Program Author: Paul Tanner
Paul is head of Medical Services at Bristol City Football Club, dealing with all aspects of match and training day sports physiotherapy and medical cover. His career also includes First Team Physio at Millwall & Norwich City Football Club and Senior physiotherapist to London Wasps Rugby first-team squad.
How does it work?
Our rehab protocol is criteria based. This means you start at phase 1 and only progress to the next phase when you reach specific exit criteria. The program is split into 5 phases with a 6th maintenance phase.
Phase 1
Phase 1 is the acute stage and begins as soon as possible following injury. The aim of phase 1 is to reduce pain and inflammation and allow the muscle to heal. The emphasis is on rest and protection to enable healing to begin to take place.
Phase 2
This is the early rehabilitation phase and aims to continue protecting the area as well as improve the condition of the muscles.
Phase 3
Phase 3 is the mid-rehabilitation phase, further increasing groin muscle strength and endurance.
Phase 4
The aim of phase 4 is to increase Groin muscle strength and endurance and prepare for a return to training/play.
Phase 5
This is the late rehabilitation & return to full training phase.
Phase 6
Here we return to your regular training routine now. Include the following exercises as integral components to prevent a recurrence of your injury.
What’s included in the program?
Treatment & healing
This covers how and when to apply treatment such as cold therapy & compression, heat, massage, taping & bracing.
Exercises
Dozens of different exercises with video demonstrations covering mobility & stretching, activation, strengthening, motion control/proprioception, and functional.
Expert guidance
Throughout the program, Paul Tanner explains the aims of each phase, which treatment methods and exercises you should do each day, and where you need to be before you can progress onto the next level.
Types of exercises
The program includes the following exercises:
Stretching & mobility
These aim to maintain a normal range of movement in the ankle, knee, and hips. They begin early in stage one with simple active ankle movements and gradually progress to more dynamic hip mobility drills.
Activation exercises
These exercises maintain the hip abductor muscles (outside of the hip). It is important these muscles keep firing and stay in good condition ready for the demands later in the program.
Strengthening exercises
These exercises maintain and improving specific muscle strength around your knee joint. They begin with simple isometric exercises and become increasingly more demanding, with heavier loads and unpredicatable movements.

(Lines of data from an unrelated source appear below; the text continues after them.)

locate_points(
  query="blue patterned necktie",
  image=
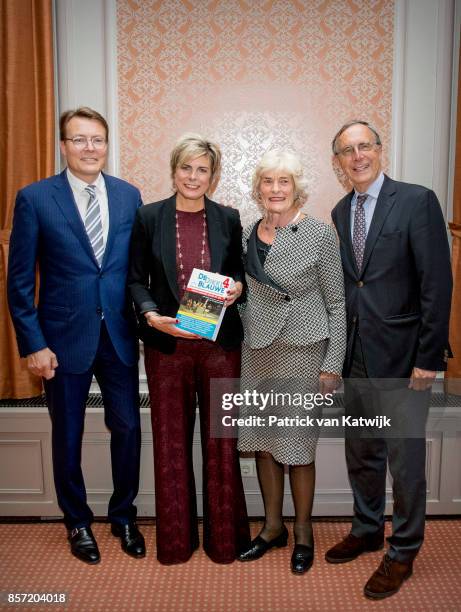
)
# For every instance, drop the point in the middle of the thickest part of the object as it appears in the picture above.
(93, 224)
(359, 233)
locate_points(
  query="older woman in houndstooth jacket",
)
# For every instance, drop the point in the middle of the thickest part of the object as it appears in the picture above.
(295, 326)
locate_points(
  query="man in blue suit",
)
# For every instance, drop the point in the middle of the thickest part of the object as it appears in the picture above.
(76, 226)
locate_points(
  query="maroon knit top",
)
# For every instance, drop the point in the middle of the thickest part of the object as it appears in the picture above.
(190, 237)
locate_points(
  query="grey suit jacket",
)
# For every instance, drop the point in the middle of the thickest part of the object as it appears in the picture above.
(298, 297)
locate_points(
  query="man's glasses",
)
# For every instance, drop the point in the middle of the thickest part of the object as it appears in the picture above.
(80, 142)
(363, 147)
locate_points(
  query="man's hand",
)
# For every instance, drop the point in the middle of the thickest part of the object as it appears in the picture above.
(168, 326)
(328, 382)
(420, 380)
(42, 363)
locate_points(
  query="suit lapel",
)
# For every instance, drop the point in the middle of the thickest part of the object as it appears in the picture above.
(344, 230)
(65, 200)
(214, 236)
(168, 244)
(115, 208)
(384, 204)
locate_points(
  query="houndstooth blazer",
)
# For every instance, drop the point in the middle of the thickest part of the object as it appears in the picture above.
(298, 296)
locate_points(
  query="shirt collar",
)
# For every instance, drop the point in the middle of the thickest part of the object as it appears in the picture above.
(79, 185)
(374, 189)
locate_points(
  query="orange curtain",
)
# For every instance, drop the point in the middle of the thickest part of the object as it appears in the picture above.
(453, 374)
(26, 147)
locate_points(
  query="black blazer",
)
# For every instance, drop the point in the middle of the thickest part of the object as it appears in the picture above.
(152, 275)
(401, 297)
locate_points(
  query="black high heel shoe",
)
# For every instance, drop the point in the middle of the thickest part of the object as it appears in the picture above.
(302, 558)
(258, 547)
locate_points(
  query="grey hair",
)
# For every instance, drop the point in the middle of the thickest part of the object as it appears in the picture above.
(281, 160)
(349, 124)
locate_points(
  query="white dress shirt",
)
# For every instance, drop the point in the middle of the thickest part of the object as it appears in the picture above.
(369, 204)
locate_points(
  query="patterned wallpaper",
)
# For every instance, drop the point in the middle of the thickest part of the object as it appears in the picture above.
(252, 75)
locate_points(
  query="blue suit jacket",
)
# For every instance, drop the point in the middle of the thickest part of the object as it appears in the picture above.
(74, 291)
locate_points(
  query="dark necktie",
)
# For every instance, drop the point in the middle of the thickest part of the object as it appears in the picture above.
(93, 224)
(359, 233)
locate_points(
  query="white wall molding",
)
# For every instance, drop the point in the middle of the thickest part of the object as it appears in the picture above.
(422, 94)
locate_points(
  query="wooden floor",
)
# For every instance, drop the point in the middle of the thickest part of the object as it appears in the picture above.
(35, 558)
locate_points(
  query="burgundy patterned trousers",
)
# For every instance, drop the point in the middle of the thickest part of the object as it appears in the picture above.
(175, 382)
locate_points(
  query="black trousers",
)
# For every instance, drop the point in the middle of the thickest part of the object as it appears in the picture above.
(402, 446)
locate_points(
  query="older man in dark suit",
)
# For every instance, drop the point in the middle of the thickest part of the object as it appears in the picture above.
(76, 226)
(397, 272)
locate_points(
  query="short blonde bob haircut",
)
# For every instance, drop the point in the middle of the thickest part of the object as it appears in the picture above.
(190, 146)
(281, 161)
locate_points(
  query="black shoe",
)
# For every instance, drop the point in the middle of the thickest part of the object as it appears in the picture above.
(302, 558)
(259, 547)
(83, 545)
(131, 538)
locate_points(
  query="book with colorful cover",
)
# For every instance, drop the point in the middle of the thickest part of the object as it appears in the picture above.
(202, 308)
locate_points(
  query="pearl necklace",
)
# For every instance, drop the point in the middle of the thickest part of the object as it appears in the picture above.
(295, 218)
(179, 251)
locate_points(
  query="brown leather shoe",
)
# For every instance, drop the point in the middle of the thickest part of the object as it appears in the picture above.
(352, 546)
(388, 578)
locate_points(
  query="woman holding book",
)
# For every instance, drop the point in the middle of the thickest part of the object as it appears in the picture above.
(295, 341)
(170, 238)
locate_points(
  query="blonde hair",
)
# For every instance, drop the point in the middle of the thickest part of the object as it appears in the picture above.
(276, 161)
(190, 146)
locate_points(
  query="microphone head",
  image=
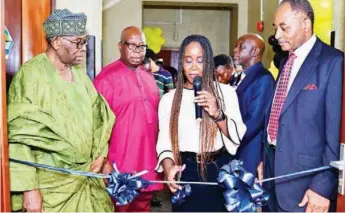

Movement control exercises
These are proprioception type exercises, aimed at improving your balance, control, and spatial awareness. Again, they start with simple balance exercises and progress to advanced balance board movements.
Functional exercises
Functional exercises bridge the gap between basic rehabilitation and sports specific type drills. They begin with walking drills and progress through skipping-type sprint drills and agility training.